MANAGING DIRECTOR Vs. K SUBRAMANIAM
LAWS(MAD)-2008-6-294
HIGH COURT OF MADRAS
Decided on June 09,2008

MANAGING DIRECTOR Appellant
VERSUS
K. SUBRAMANIAM Respondents

JUDGEMENT

- (1.)HEARD the arguments of Mrs. Sudarsana Sundar, learned Standing Counsel appearing for the petitioner Tamil Nadu Water Supply and Drainage Board and Mr. D. Hariparanthaman, learned counsel appearing for the first respondent in each of the writ petition and perused the records.
(2.)THESE writ petitions are filed by the Managing Director of the Tamil Nadu Water Supply and Drainage Board [for short, 'TWAD Board'] against the common Award dated 27.02.1998 passed by the second respondent Labour Court.
It is seen that W.P. No. 15111 of 1998 is filed against the Award passed in I.D. No. 29 of 1997 where the first respondent is one K. Subramaniam. W.P. No. 15112 of 1998 is directed against the Award in I.D. No. 30 of 1997 where the first respondent is one Iyenthurai. W.P. No. 15113 of 1998 is directed against the Award in I.D. No. 31 of 1997 where the first respondent is one Jokkupaiyan. In the common Award dated 27.02.1998, the second respondent Labour Court held that the termination of the three workmen was illegal and directed the petitioner to reinstate them but without backwages.

These three workmen were employed as NMR workers. In respect of I.D. No. 29 of 1997, the case of the first respondent was that he had worked from 23.12.1987 to 07.7.1989 with breaks which were deliberately given by the petitioner Management. In the counter statement filed before the Labour Court, the petitioner had admitted the following spells of employment put in by the first respondent. (a) 28.11.1989 to 29.12.1989 (b) 04.01.1990 to 29.3.1990 (c) 05.4.1990 to 11.4.1990 (d) 08.5.1990 to 31.5.1990 (e) 19.7.1991 to 28.12.1991 In the same way, the first respondents in the other two writ petitions have also given the details of the employment.

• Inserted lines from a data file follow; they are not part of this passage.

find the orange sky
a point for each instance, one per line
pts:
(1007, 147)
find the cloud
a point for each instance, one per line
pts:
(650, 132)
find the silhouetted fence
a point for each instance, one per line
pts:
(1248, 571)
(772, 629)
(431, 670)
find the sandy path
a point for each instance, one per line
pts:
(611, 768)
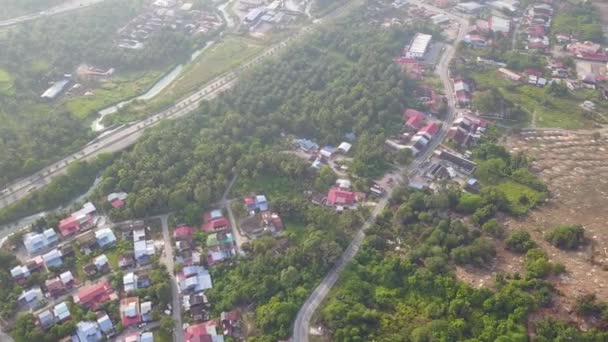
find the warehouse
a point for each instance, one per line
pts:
(419, 45)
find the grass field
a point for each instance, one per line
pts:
(545, 110)
(220, 58)
(6, 83)
(116, 90)
(271, 186)
(514, 192)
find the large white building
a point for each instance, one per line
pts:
(419, 45)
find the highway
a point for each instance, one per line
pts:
(125, 136)
(67, 6)
(302, 323)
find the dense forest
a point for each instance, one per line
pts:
(32, 54)
(335, 83)
(401, 286)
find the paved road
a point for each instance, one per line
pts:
(169, 260)
(124, 137)
(302, 324)
(68, 6)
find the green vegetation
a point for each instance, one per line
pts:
(34, 132)
(520, 242)
(409, 293)
(567, 237)
(61, 190)
(16, 8)
(583, 21)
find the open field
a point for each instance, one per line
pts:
(575, 168)
(545, 110)
(220, 58)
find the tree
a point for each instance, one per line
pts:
(520, 242)
(566, 237)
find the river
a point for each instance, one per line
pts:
(156, 89)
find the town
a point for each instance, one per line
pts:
(432, 161)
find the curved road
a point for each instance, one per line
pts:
(65, 7)
(302, 324)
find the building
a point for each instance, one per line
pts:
(55, 90)
(30, 297)
(500, 25)
(256, 203)
(105, 237)
(105, 323)
(469, 7)
(206, 331)
(341, 198)
(129, 311)
(87, 332)
(53, 258)
(79, 220)
(38, 242)
(93, 295)
(215, 221)
(419, 45)
(194, 279)
(61, 312)
(117, 199)
(510, 74)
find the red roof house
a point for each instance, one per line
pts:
(201, 332)
(129, 311)
(430, 129)
(93, 295)
(183, 233)
(337, 196)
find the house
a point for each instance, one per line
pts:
(19, 274)
(256, 203)
(215, 221)
(105, 237)
(93, 295)
(230, 322)
(307, 146)
(194, 279)
(126, 260)
(129, 282)
(129, 311)
(144, 250)
(37, 242)
(475, 40)
(105, 323)
(419, 45)
(102, 263)
(509, 74)
(500, 25)
(327, 152)
(45, 319)
(414, 118)
(53, 258)
(87, 242)
(67, 278)
(206, 331)
(463, 163)
(340, 197)
(183, 233)
(469, 7)
(61, 312)
(344, 147)
(79, 220)
(117, 199)
(429, 130)
(54, 287)
(30, 297)
(87, 332)
(145, 310)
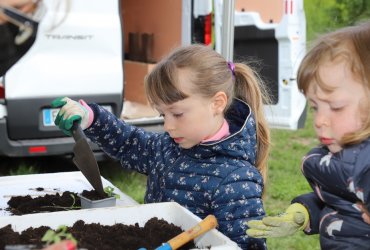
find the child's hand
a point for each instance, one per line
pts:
(295, 218)
(71, 111)
(365, 213)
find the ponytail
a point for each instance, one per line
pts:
(249, 88)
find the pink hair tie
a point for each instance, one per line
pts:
(231, 66)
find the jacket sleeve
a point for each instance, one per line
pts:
(237, 200)
(130, 145)
(314, 206)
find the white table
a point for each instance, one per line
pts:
(21, 185)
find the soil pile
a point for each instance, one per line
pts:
(101, 237)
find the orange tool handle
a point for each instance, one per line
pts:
(205, 225)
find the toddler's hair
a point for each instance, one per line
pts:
(210, 74)
(351, 44)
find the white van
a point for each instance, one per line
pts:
(79, 52)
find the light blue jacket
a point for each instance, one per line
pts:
(216, 178)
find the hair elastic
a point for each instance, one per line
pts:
(231, 66)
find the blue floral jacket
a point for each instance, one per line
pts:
(216, 178)
(339, 181)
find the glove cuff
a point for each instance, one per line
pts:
(91, 113)
(299, 208)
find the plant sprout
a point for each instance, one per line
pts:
(51, 236)
(109, 191)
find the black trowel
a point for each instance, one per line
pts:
(85, 160)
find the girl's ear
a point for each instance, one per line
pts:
(219, 102)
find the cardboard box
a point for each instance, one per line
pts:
(134, 81)
(170, 211)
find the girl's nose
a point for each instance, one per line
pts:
(321, 119)
(167, 125)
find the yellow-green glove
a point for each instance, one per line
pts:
(294, 219)
(71, 111)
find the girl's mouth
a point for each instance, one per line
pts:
(178, 139)
(326, 141)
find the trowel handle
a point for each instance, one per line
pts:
(202, 227)
(77, 131)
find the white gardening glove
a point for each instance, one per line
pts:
(294, 219)
(72, 111)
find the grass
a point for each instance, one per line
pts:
(285, 180)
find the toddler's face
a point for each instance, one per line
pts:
(336, 112)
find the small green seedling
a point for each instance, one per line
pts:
(51, 236)
(109, 191)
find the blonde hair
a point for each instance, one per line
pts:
(351, 44)
(211, 74)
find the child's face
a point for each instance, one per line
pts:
(193, 119)
(338, 112)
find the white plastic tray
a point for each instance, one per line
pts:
(172, 212)
(54, 182)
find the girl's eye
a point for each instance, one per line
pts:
(336, 108)
(314, 108)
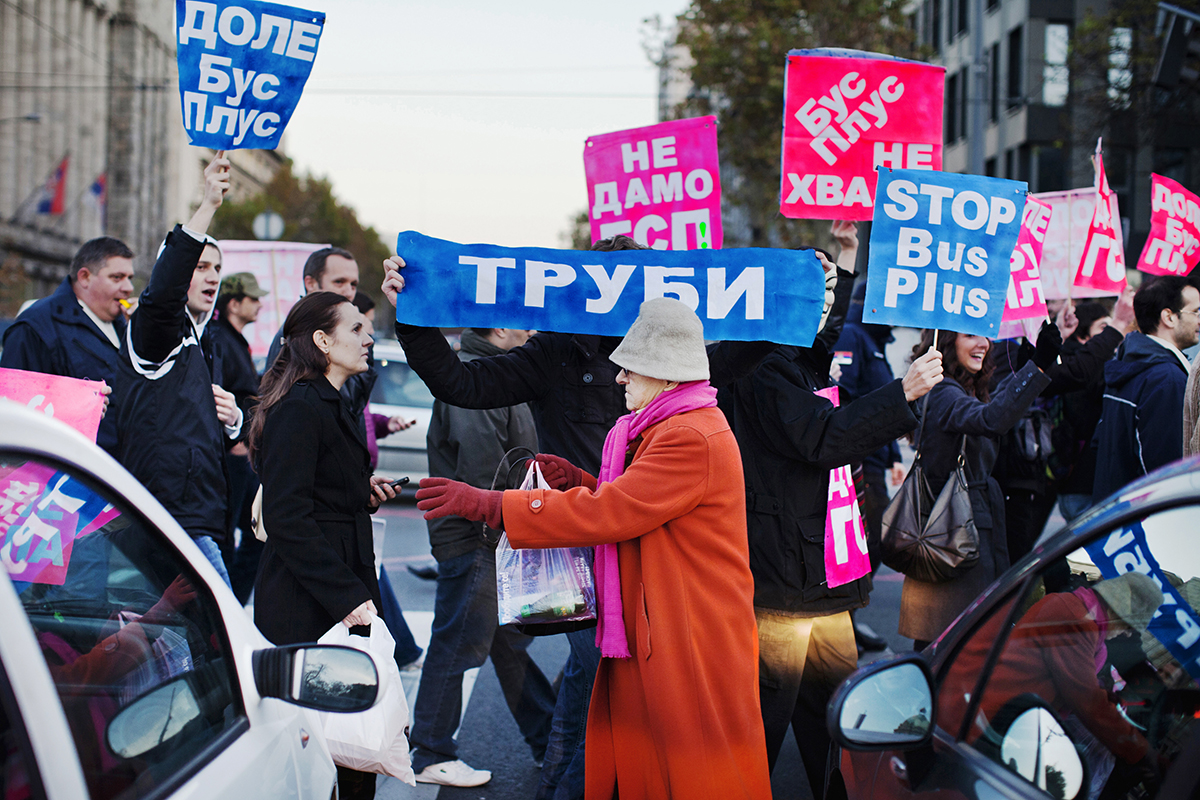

(3.)THE Labour Court had also, as a matter of fact, found that these workmen have completed 240 days of service within a period of 12 months by including weekly off and festival holidays. THE contention of the petitioner was that no worker had put in 240 days in any calendar year and no one had worked beyond 480 days in two calendar years to get the benefit of T.N. Act 46 of 1981. Each time when the first respondent in each of the petitions were appointed, it was a specific appointment, which also came to an end as found in the terms of contract.
The Labour Court held that in view of Section 2(oo) of the Industrial Disputes Act, [for short, 'I.D. Act'], it would be a retrenchment. It also held that the action of the petitioner in granting deliberate breaks was an act of "unfair labour practice" and since they had worked for more than 240 days within a period of 12 calender months, their termination ought to have been brought to an end by following the conditions precedent found in Section 25 F of the I.D. Act. The Labour Court also held that since the disputes were raised after several months, they were not eligible for any backwages. The Labour Court also took note of the settlement dated 08.8.1996 reached between the petitioner and the workmen under Section 12(3) of the I.D. Act (marked as Ex. W.4) wherein similarly placed workmen were reinstated. It is against this Award, the present writ petitions have been filed.